Here’s an incredibly easy tip to improve your tests: run them on a device with Network Link Conditioner set to “Very Bad Network.”

Things will time out. Your tests will fail. But that’s okay. You’ll quickly see places where it’s the test that’s at fault, and something timed out before a network operation completed. Some of these you can fix that with this snippet:

func waitUntilVisible(element: XCUIElement, file: String = __FILE__, line: UInt = __LINE__) {
    expectationForPredicate(NSPredicate(format: "exists == 1"), evaluatedWithObject: element, handler: nil)
    waitForExpectationsWithTimeout(30) { (error) in
        guard error != nil else { return }
        let message = "Failed to find \(element) after 30 seconds."
        self.recordFailureWithDescription(message, inFile: file, atLine: line, expected: true)

What’s more interesting are the places where it’s not the test. I’ll bet you find some interesting race conditions you wouldn’t normally see, even when using Network Link Conditioner during your own debugging. Enjoy this, it’s not always this easy to find these types of bugs!

iOS 9 Storyboard References

December 16, 2015

With every new release of iOS there are the features everyone talks about, and those that get mentioned at WWDC and promptly forgotten about. It’s the latter that often the most useful in the long run, though.

With iOS 9 one of those features are storyboard references. In short, you can split a storyboard into multiple files while still taking advantage of segues and having a visual reference of how your view controllers are connected. And Xcode makes the refactoring process easy. It’s a five minute deal, even if you’re starting with a big messy storyboard.

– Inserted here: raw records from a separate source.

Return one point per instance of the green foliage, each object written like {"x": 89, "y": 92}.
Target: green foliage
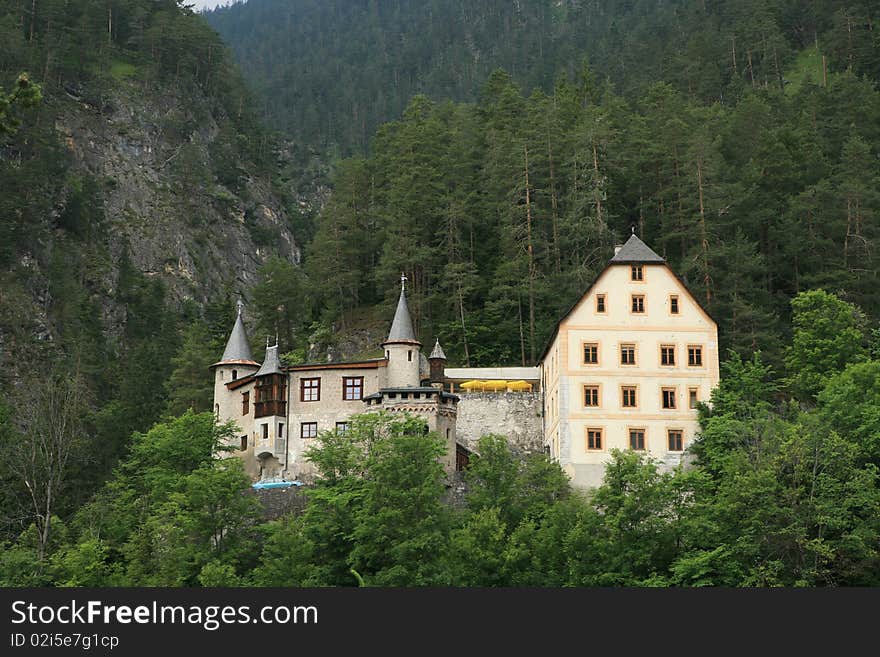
{"x": 24, "y": 94}
{"x": 829, "y": 333}
{"x": 190, "y": 386}
{"x": 281, "y": 303}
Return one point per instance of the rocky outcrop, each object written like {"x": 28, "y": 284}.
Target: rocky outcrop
{"x": 152, "y": 155}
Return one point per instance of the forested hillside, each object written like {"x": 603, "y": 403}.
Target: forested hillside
{"x": 739, "y": 139}
{"x": 494, "y": 152}
{"x": 136, "y": 198}
{"x": 329, "y": 71}
{"x": 780, "y": 495}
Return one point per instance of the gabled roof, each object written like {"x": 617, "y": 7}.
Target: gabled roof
{"x": 401, "y": 327}
{"x": 635, "y": 251}
{"x": 238, "y": 349}
{"x": 271, "y": 364}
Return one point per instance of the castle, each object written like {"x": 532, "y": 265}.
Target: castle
{"x": 625, "y": 368}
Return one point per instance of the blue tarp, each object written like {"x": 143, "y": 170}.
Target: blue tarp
{"x": 276, "y": 484}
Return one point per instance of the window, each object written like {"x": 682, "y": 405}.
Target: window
{"x": 352, "y": 387}
{"x": 695, "y": 355}
{"x": 627, "y": 354}
{"x": 591, "y": 353}
{"x": 594, "y": 438}
{"x": 591, "y": 395}
{"x": 310, "y": 390}
{"x": 637, "y": 439}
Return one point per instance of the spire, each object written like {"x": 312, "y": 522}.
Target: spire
{"x": 635, "y": 251}
{"x": 238, "y": 349}
{"x": 438, "y": 351}
{"x": 271, "y": 364}
{"x": 401, "y": 327}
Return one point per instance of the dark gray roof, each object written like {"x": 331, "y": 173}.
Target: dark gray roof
{"x": 271, "y": 364}
{"x": 426, "y": 390}
{"x": 635, "y": 251}
{"x": 438, "y": 351}
{"x": 237, "y": 347}
{"x": 401, "y": 327}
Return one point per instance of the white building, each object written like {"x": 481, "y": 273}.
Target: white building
{"x": 626, "y": 367}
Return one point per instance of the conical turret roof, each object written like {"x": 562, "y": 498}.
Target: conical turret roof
{"x": 238, "y": 349}
{"x": 401, "y": 327}
{"x": 437, "y": 351}
{"x": 271, "y": 364}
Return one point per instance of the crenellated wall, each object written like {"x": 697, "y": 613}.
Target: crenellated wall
{"x": 516, "y": 415}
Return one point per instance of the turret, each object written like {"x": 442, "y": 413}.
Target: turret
{"x": 402, "y": 349}
{"x": 237, "y": 362}
{"x": 437, "y": 362}
{"x": 270, "y": 414}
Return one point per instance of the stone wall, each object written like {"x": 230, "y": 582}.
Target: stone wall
{"x": 516, "y": 415}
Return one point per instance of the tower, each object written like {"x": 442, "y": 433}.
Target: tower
{"x": 270, "y": 415}
{"x": 402, "y": 349}
{"x": 237, "y": 362}
{"x": 437, "y": 362}
{"x": 403, "y": 392}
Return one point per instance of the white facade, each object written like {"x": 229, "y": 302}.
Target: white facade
{"x": 626, "y": 374}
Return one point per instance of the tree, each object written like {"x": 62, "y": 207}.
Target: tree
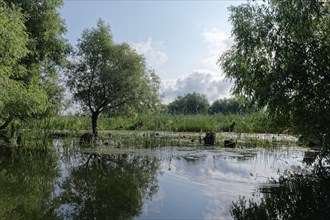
{"x": 231, "y": 106}
{"x": 32, "y": 51}
{"x": 107, "y": 77}
{"x": 192, "y": 103}
{"x": 17, "y": 100}
{"x": 281, "y": 59}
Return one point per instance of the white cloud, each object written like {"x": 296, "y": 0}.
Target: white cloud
{"x": 154, "y": 52}
{"x": 217, "y": 43}
{"x": 210, "y": 84}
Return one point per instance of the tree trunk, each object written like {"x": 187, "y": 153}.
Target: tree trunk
{"x": 6, "y": 123}
{"x": 95, "y": 115}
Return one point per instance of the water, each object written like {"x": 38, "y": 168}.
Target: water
{"x": 112, "y": 183}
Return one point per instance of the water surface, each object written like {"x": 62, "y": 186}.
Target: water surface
{"x": 115, "y": 183}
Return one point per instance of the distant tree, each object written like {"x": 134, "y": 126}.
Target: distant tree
{"x": 231, "y": 106}
{"x": 109, "y": 78}
{"x": 281, "y": 59}
{"x": 192, "y": 103}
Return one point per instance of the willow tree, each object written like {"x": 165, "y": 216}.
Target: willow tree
{"x": 281, "y": 59}
{"x": 107, "y": 78}
{"x": 18, "y": 99}
{"x": 31, "y": 52}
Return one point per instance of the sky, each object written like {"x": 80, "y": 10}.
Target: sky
{"x": 180, "y": 40}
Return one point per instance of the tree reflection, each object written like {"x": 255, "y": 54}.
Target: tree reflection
{"x": 109, "y": 187}
{"x": 296, "y": 196}
{"x": 27, "y": 181}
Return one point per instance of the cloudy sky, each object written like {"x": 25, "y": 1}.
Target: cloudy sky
{"x": 181, "y": 40}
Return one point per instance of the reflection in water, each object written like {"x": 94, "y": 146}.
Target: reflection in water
{"x": 27, "y": 180}
{"x": 296, "y": 196}
{"x": 110, "y": 183}
{"x": 108, "y": 187}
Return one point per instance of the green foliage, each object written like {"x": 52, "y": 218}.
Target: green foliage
{"x": 296, "y": 196}
{"x": 281, "y": 59}
{"x": 192, "y": 103}
{"x": 248, "y": 123}
{"x": 14, "y": 39}
{"x": 32, "y": 49}
{"x": 110, "y": 78}
{"x": 231, "y": 106}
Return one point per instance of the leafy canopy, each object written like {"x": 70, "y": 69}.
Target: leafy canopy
{"x": 192, "y": 103}
{"x": 17, "y": 99}
{"x": 281, "y": 59}
{"x": 108, "y": 77}
{"x": 31, "y": 52}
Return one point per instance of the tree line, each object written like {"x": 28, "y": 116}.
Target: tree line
{"x": 280, "y": 61}
{"x": 195, "y": 103}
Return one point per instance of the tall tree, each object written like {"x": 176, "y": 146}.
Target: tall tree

No more scrolling through a huge storyboard trying to find the view controller you need. Merge conflicts? Still a pain, but they should happen a lot less.


April 15, 2015

My latest project I’d like to introduce you to is Etiquette.io. With the upcoming release of the Apple Watch, we’re going to be encountering all sorts of new, awkward social encounters. Etiquette.io is my attempt to fight rudeness in future technology.

I owe many thanks to the talented Christopher Reineman for the illustrations!

Marcus Zarra’s Core Data Stack

April 08, 2015

There’s an unfortunate but understandable tendency to avoid Core Data in the iOS developer community. Follow the correct patterns though, and Core Data can help you build a reliable, performant data model. And there’s no better person to talk about Core Data than Marcus Zarra. Take a look at his latest article here.

Travel Hacks

March 09, 2015

I’ve been traveling a lot the past year. Like anyone who flies frequently, I’ve come up up with my own list of gadgets and strategies to make getting places easy and efficient. Maybe they’ll help you on your next trip?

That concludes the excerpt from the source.